Regarding the rumors of layoffs this time, GAC Honda officials have not denied them. They responded by stating that the recruitment process has just begun, and employees can voluntarily propose to leave. GAC Honda will compensate employees in accordance with laws and regulations, although the specific compensation plan has yet to be finalized. The non-renewal of expiring labor contracts and voluntary negotiation to terminate labor contracts are part of the plan to accelerate GAC Honda's transition to new energy strategies. Production will also be adjusted with the reduction of the workforce, but specific production plan adjustments have not yet been clarified.

According to Nikkei News, as of May 15th, more than 1,700 employees have agreed to resign, accounting for 14% of the total production staff of the joint venture. Additionally, Honda may also reduce the operating days of its factories in June.

According to data from the China Passenger Car Association, the penetration rate of new energy vehicles in domestic retail sales reached 43.7% in April, an increase of 11.7 percentage points from the same period last year's 32%. In April, the penetration rate of new energy vehicles in domestic brands was 66.8%, in luxury brands was 22.6%, while in mainstream joint venture brands, it was only 7.5%.

The aforementioned data also shows that in April this year, the retail sales of mainstream joint venture brands decreased by 26% year-on-year and 9% month-on-month. The market share of German brands in April was 19%, a decrease of 2.2 percentage points year-on-year, while that of Japanese brands was 15.2%, a decrease of 3.6 percentage points year-on-year. The market share of American brands reached 5.9%, a decrease of 2.6 percentage points year-on-year.

Looking specifically at various joint venture enterprises, according to data from the Automotive Research Institute, GAC Honda's cumulative sales in January-March this year were nearly 110,000 vehicles, almost flat compared to the same period last year, with a decline lower than Honda's other joint venture in China, Dongfeng Honda (-5.35%), as well as SAIC-GM (-12.82%), Beijing Hyundai (-11.3%), and GAC Toyota (-10.94%).

However, it is worth noting that prior to this, its sales in 2023 had already declined by 16.68%, leading among various joint venture automakers, resulting in its capacity utilization rate dropping to less than 85% that year.

Therefore, for joint venture automakers that still harbor ambitions in the Chinese automotive market, accelerating transformation and achieving breakthroughs have become critical measures.

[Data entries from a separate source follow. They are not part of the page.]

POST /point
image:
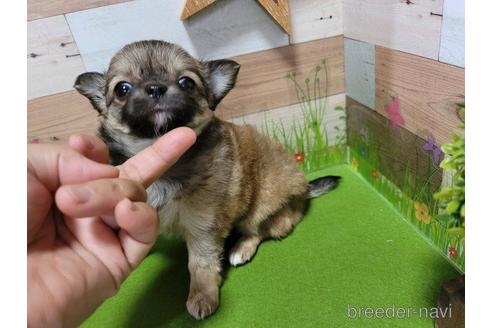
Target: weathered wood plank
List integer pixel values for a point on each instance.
(262, 85)
(279, 10)
(453, 33)
(410, 26)
(192, 7)
(292, 114)
(232, 28)
(55, 118)
(360, 81)
(53, 60)
(315, 19)
(399, 152)
(37, 9)
(427, 91)
(262, 82)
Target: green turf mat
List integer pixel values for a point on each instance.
(351, 249)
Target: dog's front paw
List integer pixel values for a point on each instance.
(200, 304)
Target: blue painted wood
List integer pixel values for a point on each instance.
(452, 49)
(225, 29)
(360, 71)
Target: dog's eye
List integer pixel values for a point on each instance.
(122, 89)
(186, 83)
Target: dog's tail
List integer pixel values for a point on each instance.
(322, 185)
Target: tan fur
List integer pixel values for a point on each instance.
(232, 178)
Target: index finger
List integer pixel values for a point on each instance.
(148, 165)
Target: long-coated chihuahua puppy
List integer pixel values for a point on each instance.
(232, 178)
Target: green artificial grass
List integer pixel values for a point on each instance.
(352, 248)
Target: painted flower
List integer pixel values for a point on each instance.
(299, 157)
(422, 212)
(437, 153)
(393, 110)
(453, 253)
(355, 163)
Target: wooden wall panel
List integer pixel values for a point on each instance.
(289, 115)
(315, 19)
(410, 26)
(262, 82)
(360, 71)
(399, 152)
(453, 33)
(427, 91)
(226, 29)
(55, 118)
(37, 9)
(262, 85)
(53, 60)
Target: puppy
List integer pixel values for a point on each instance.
(232, 178)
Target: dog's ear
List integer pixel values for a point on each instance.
(91, 85)
(222, 77)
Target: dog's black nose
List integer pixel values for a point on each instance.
(155, 90)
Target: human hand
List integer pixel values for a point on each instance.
(88, 224)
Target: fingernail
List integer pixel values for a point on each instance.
(81, 194)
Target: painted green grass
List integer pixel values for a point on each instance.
(307, 139)
(363, 156)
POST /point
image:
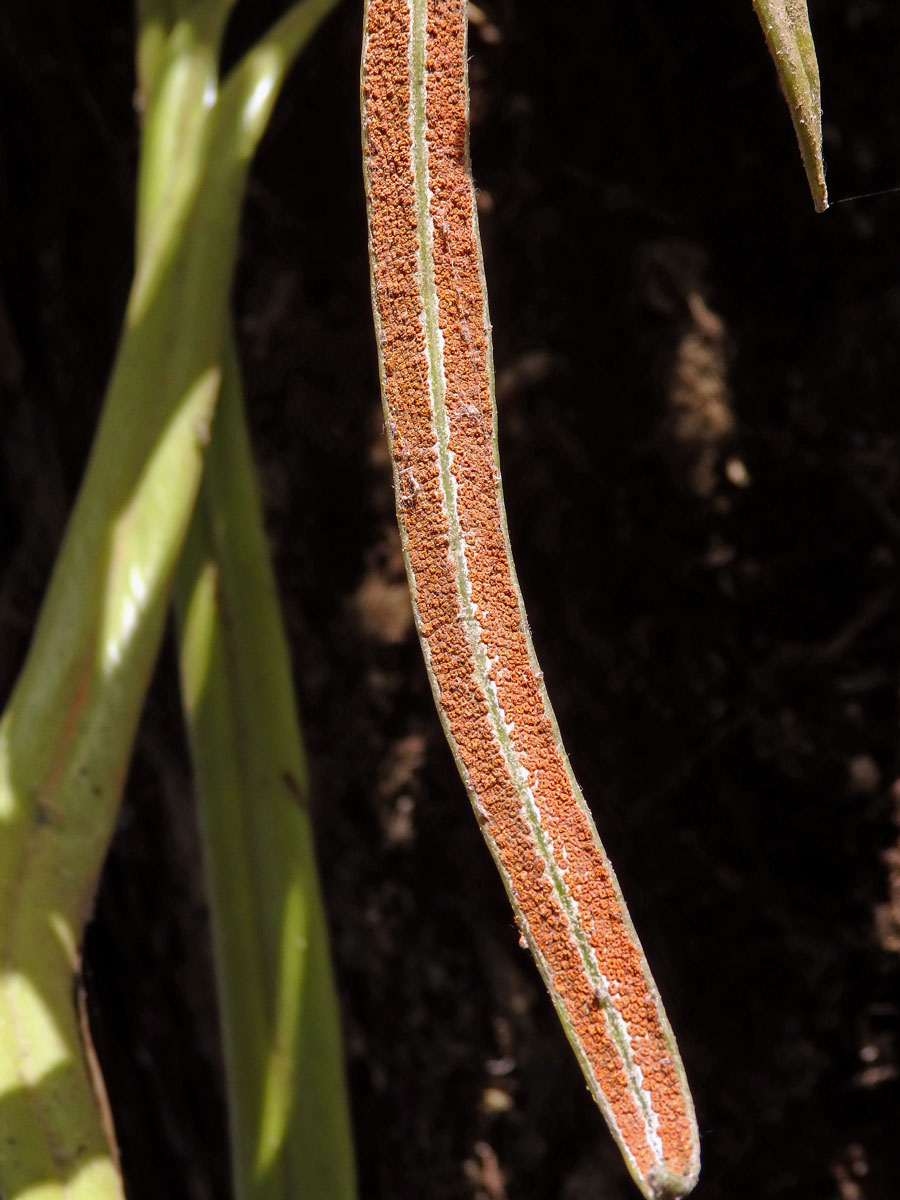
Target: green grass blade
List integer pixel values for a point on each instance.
(288, 1115)
(789, 37)
(67, 730)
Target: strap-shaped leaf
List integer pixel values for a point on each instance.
(789, 36)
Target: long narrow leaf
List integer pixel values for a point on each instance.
(789, 37)
(287, 1105)
(67, 731)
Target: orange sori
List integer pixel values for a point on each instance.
(437, 384)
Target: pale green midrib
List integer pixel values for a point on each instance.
(433, 351)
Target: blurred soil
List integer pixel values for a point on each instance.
(699, 423)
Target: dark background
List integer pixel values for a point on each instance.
(697, 381)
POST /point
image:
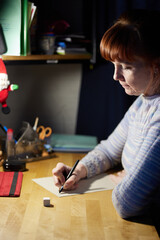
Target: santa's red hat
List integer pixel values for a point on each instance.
(2, 67)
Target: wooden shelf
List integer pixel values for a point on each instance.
(57, 57)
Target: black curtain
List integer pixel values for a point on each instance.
(103, 102)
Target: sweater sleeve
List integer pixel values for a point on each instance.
(107, 154)
(136, 191)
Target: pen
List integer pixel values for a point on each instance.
(70, 174)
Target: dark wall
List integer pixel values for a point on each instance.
(103, 102)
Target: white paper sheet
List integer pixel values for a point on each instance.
(98, 183)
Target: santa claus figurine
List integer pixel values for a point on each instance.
(5, 87)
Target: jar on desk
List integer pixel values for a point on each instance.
(47, 43)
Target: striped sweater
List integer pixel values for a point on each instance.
(136, 144)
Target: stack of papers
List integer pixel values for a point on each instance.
(72, 143)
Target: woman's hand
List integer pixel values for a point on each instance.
(61, 171)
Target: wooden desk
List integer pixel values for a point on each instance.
(85, 217)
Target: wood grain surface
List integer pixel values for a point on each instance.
(80, 217)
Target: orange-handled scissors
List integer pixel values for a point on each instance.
(44, 132)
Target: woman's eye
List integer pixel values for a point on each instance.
(127, 67)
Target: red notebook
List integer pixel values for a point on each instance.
(10, 184)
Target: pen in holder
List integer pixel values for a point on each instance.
(11, 162)
(26, 146)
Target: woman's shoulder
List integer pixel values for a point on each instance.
(147, 102)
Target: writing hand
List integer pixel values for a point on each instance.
(61, 171)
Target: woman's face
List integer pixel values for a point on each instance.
(133, 76)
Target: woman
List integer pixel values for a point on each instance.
(132, 44)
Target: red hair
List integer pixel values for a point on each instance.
(133, 34)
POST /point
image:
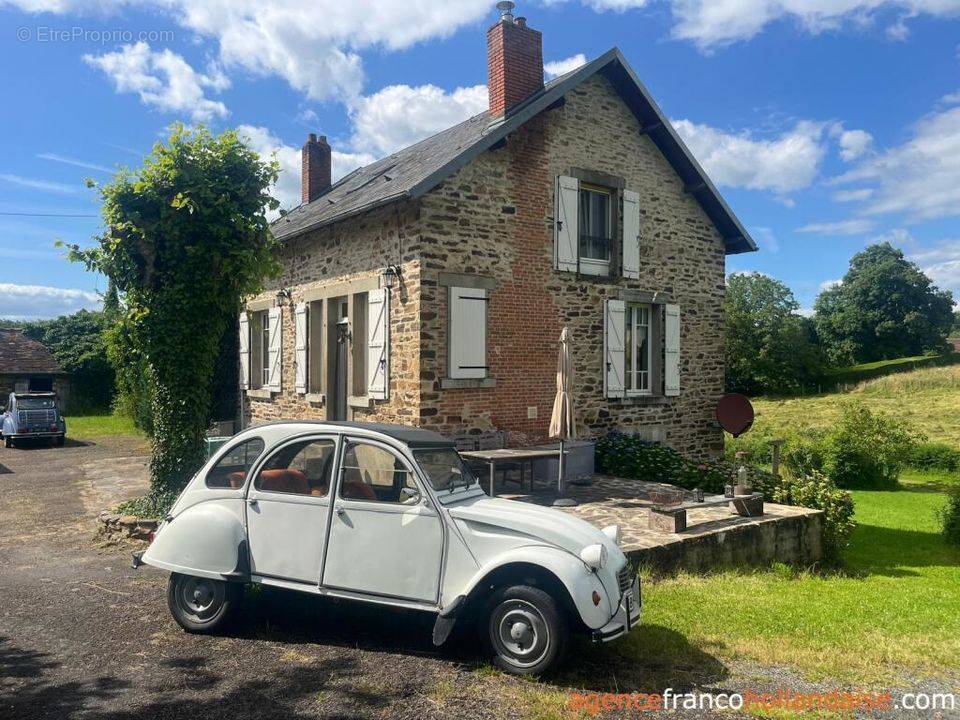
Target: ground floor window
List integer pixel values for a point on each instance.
(637, 349)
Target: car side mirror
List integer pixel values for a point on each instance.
(409, 495)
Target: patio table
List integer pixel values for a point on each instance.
(510, 455)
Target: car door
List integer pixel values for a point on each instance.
(288, 506)
(385, 536)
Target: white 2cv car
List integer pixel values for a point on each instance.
(390, 514)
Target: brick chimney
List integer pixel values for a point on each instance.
(514, 61)
(315, 173)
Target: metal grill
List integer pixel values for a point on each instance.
(625, 577)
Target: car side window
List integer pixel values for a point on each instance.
(375, 474)
(301, 468)
(231, 470)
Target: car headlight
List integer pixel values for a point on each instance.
(612, 532)
(594, 556)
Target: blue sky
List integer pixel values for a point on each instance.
(826, 129)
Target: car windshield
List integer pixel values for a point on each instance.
(36, 404)
(444, 468)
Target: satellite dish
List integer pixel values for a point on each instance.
(735, 413)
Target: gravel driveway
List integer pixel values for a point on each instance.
(84, 635)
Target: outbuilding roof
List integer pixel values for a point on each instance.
(20, 355)
(413, 171)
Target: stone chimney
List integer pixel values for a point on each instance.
(315, 172)
(514, 61)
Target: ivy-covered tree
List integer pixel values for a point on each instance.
(884, 308)
(187, 238)
(769, 346)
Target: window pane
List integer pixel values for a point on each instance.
(231, 470)
(374, 474)
(303, 468)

In fact, it's not just GAC Honda that has been affected by Honda's decline in China. Data from the investigation company MarkLines shows that Honda's market share in China decreased by 1.1 percentage points from 2021 to 2023, dropping to 4%. From January to April, sales in China were 280,000 units, a decrease of 11% year-on-year, with the largest decline among the three Japanese automakers.